Literature DB >> 16163529

Medication screening for smoking cessation: a proposal for new methodologies.

Kenneth A Perkins1, Maxine Stitzer, Caryn Lerman.   

Abstract

RATIONALE: The purpose of medication screening studies is to quickly and cheaply evaluate the clinical potential of medications, so that promising drugs proceed to large-scale clinical trials and unpromising drugs do not. Screening procedures for smoking cessation medications either are not sufficiently practical or lack clinical validity. Clinical trials have clinical validity but are often impractical as initial tests of efficacy (i.e., screening) or suffer from limited statistical power.

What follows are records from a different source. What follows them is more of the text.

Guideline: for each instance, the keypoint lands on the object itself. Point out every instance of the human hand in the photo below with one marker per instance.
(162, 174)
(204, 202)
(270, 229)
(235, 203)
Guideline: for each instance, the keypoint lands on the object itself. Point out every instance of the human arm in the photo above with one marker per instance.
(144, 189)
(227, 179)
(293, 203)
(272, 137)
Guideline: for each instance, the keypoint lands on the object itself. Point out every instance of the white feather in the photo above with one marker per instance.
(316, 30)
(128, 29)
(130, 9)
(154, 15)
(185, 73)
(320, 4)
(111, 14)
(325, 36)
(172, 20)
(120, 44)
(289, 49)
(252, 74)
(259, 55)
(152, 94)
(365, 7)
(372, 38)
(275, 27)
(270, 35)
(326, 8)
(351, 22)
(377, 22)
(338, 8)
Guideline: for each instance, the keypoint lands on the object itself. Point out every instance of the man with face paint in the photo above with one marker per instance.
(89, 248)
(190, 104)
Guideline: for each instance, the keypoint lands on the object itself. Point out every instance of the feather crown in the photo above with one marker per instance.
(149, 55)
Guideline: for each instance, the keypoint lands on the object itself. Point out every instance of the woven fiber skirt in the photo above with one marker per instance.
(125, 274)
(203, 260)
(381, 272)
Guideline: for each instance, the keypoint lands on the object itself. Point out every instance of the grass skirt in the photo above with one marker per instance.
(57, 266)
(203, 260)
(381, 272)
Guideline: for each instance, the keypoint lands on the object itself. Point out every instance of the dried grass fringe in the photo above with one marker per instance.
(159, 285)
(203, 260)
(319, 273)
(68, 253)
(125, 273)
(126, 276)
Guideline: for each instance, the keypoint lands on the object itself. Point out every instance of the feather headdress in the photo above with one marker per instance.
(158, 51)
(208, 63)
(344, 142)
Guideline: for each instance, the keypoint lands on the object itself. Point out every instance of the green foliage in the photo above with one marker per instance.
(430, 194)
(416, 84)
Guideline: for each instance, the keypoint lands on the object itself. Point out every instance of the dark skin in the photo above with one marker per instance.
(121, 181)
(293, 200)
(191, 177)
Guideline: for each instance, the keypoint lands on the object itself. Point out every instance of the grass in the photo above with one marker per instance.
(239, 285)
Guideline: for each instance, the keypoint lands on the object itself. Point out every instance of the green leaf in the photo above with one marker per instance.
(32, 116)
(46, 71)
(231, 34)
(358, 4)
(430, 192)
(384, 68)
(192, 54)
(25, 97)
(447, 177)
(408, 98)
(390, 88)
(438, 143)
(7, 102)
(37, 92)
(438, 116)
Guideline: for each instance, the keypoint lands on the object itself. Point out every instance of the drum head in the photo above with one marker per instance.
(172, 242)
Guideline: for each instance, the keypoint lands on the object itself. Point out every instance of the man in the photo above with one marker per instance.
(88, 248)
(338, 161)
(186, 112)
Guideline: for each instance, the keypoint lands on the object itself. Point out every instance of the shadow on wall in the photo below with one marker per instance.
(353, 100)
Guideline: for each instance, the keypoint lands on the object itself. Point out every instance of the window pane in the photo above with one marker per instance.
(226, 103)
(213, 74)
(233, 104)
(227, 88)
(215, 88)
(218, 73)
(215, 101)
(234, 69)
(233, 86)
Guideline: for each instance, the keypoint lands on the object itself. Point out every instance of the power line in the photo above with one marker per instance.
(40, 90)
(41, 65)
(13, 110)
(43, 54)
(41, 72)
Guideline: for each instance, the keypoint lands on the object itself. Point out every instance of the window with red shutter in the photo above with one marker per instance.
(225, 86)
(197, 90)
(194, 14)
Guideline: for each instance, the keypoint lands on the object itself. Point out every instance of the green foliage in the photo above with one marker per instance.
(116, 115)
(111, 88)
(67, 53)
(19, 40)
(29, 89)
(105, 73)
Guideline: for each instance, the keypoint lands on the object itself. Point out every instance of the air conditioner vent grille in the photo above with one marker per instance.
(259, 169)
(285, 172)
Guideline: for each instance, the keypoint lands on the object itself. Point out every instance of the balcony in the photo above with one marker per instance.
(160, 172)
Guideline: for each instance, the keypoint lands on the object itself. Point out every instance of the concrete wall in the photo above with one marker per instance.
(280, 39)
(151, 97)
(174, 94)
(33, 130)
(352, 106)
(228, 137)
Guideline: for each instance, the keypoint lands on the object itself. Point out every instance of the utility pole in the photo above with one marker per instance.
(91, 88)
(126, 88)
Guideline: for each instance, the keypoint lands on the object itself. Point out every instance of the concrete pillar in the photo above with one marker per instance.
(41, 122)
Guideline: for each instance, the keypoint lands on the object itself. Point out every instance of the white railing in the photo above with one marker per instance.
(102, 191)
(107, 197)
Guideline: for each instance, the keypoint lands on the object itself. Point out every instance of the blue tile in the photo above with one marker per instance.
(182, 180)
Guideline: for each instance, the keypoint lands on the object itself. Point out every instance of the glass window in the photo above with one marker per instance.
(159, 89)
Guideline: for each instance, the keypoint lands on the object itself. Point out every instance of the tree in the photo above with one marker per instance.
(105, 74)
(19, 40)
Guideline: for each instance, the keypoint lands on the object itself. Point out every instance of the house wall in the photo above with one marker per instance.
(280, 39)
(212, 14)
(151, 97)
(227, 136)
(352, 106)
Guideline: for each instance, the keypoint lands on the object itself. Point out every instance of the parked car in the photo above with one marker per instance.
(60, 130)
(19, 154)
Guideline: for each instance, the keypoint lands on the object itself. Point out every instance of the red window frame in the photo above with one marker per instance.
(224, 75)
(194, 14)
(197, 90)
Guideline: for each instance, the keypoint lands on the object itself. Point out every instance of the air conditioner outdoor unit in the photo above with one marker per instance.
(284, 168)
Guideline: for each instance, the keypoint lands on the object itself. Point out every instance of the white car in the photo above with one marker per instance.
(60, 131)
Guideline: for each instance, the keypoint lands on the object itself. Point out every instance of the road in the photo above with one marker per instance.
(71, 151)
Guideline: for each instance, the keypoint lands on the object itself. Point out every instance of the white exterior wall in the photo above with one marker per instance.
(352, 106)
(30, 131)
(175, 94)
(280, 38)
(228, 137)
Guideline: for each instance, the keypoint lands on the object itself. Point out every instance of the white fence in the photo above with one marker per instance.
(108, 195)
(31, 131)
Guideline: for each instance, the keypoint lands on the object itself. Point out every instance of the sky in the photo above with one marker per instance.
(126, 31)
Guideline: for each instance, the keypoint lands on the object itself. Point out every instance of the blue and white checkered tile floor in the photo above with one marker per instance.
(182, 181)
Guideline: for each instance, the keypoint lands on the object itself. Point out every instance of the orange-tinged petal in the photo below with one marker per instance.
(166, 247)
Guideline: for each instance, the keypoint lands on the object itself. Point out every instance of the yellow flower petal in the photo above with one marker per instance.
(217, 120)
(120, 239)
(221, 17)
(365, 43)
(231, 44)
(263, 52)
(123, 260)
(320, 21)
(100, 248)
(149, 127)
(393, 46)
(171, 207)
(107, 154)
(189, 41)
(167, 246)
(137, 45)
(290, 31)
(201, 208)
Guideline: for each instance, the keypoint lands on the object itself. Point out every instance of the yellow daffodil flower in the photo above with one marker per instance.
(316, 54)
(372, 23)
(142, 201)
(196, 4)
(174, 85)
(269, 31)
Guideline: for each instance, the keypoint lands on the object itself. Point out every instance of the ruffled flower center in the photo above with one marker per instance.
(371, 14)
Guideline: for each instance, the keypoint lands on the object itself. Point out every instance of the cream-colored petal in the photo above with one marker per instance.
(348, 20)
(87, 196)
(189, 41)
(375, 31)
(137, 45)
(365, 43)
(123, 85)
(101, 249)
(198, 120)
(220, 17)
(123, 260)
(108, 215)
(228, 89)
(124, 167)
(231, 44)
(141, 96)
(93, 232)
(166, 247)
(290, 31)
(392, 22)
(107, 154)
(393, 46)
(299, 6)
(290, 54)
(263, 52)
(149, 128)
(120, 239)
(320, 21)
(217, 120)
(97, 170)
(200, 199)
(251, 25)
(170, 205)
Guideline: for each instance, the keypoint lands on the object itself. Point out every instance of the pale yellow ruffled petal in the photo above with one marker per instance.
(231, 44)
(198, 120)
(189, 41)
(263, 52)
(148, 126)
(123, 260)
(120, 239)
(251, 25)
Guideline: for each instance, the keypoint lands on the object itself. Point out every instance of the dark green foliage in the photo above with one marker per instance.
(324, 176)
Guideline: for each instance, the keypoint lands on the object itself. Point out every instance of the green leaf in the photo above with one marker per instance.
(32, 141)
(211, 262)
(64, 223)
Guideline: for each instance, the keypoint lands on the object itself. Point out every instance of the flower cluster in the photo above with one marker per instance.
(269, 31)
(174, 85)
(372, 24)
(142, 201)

The alternative approach of short-term, laboratory-based studies of purported mechanisms of efficacy may overcome some of the practical problems of clinical trials but appear to have limited clinical validity.
OBJECTIVES: This commentary identifies some of the limitations of current short-term screening procedures and provides suggestions for improving such studies.
RESULTS: Short-term screening studies typically use smokers unmotivated to abstain (i.e., nontreatment seekers) as participants and examine brief medication effects on clinical markers or potential mechanisms of action, including relief of withdrawal and craving during enforced abstinence or on reduction in the reinforcing effects of smoked tobacco. The limitation of these approaches is shown by their insensitivity to effects of nicotine replacement and bupropion, which are effective in clinical trials for smoking cessation.
CONCLUSIONS: The clinical validity of short-term screening studies may improve if these studies simulate some clinical trial procedures within practical limitations. Thus, they should recruit smokers motivated to abstain, emphasize smoking abstinence as a primary index of medication response, examine effects over sufficiently long time periods to encompass the drug's mechanism of action, and assess responses in the natural environment. Whether these changes improve the sensitivity of screening studies is testable. Other research aimed specifically at identifying the mechanisms of therapeutic action of a medication may also profit from using this approach of simulating a short-term clinical trial.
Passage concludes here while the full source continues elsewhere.